Concern for “safeness” is not why she couldn’t fall in love with anybody again. “Comparative dreariness” is why.

It wasn’t Neville’s fault that I came to him as damaged goods, as it were, and he made up for it by being very much in love with me.

Neville, like most beta males, thought if he could just swaddle her in sufficient plumes of love, she’d return the favor. But he had no understanding; you can’t love-trip a woman into reciprocal love.

I must say I always felt much more at ease with Neville than I ever had with John, but I had lost the ability to love in that passionate, all-consuming way.

“At ease.” That’s a telling admission. Yes, women feel at ease with beta males. And maybe that’s the problem.

CH Maxim #44: Women can’t feel impassioned without also feeling a little unease.

However, Neville and I got on famously from the start. Indeed, we are still good friends today — and often meet for a good natter. Neville became a monk several years ago but, to me, he’s still the same man I married.

Picture now fully clear.

Act 1: Exhilarating but excruciatingly short-lived sexual fling with aloof alpha proto-emo.
Act 2: Heart broken in part by adherence to unrealistic expectations formed in the crucible of womb-wracking orgasms with said alpha male.
Act 3: Temporary soothing ego relief obtained on the tear-stained shoulder of a quasi-homosexual beta male with advanced sympathizing and listening abilities.
Act 4: Half-hearted marriage to said beta, made palatable by subconscious realization of fading looks and enticement of low risk domestic settling serenity strategy compared to high risk staying single and seeking reenactment of passionate love plus long-shot alpha male commitment strategy.
Act 5: Spend several decades secretly reminiscing about the five minutes spent with a brooding alpha ex-lover while beta hubby putters around the house, none the wiser.
Act 6: Divorce. Ex-husband becomes a monk after realizing his marriage was a sham and real passionate love will never be his.
Act 7: Write a book about the alpha male ex, claiming to be over him and empowering other women to do the same.

He did not shake the world in general, but he certainly shook mine — and sad to say, he still does, 15 years after his death.

Act 8: Diddle the dusty bean to harder orgasms over the distant memory of a dead alpha male ex-fling than those ever experienced in thirty years with a beta male husband.
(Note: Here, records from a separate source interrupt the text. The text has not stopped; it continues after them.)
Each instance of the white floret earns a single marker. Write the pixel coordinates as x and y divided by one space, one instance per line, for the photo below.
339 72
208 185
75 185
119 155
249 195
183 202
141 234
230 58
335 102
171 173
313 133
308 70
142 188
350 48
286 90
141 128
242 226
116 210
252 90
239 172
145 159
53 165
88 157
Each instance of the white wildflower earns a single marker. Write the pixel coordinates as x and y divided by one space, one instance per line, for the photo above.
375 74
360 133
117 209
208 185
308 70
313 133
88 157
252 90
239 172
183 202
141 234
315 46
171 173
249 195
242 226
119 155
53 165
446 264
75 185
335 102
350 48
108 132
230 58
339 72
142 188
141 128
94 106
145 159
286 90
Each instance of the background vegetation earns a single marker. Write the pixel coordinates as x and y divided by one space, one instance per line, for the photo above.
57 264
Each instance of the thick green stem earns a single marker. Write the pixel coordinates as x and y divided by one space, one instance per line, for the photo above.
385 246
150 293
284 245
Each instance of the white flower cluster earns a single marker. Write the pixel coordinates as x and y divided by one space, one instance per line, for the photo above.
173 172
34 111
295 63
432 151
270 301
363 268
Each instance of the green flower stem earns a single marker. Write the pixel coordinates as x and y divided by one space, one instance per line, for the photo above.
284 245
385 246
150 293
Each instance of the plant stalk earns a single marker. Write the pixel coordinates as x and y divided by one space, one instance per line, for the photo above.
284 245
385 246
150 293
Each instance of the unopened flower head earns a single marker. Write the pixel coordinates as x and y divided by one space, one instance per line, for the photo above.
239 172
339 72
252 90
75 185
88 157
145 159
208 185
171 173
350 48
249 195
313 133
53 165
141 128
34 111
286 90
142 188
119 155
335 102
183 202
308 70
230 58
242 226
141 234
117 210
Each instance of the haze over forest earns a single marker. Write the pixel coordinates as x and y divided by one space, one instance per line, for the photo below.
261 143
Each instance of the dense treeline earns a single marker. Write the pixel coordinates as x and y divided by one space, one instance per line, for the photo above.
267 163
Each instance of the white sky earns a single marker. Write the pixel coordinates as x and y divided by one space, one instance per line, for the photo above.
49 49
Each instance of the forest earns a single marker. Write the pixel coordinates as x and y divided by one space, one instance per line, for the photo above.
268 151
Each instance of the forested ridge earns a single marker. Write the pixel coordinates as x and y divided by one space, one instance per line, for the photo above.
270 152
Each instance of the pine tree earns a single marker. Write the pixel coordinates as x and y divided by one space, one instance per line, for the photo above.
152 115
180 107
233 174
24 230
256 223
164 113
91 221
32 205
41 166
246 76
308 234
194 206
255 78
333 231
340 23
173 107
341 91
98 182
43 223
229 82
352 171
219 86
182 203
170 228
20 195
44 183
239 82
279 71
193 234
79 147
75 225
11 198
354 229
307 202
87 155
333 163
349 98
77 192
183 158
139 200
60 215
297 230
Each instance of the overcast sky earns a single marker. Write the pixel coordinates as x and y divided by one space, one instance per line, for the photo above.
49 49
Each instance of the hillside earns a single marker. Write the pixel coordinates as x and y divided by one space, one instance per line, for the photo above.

After reading a story like this, delivered from a woman’s point of view, you’ve really got to smirk at those guys who diligently peruse social survey data and subsequently conclude that number of children is the sine qua non of alpha maleness. Using that metric, the beta hubby in this woman’s life was the alpha male. But does it seem to you she thought the same about him, the living ex-husband who got half as many mentions as the dead 50-years-past fleeting lover in her article? Or does it strike you as more accurate to conclude that the man she had no kids with, but with whose ancient memory she nevertheless nurtured the progeny of a million wistful regrets and the self-release of a million limbic caresses, was the real alpha male in her life?

The above question should suffice as rhetorical, but, comically, there are those who need the lesson scrawled in neon marker on their eyeballs.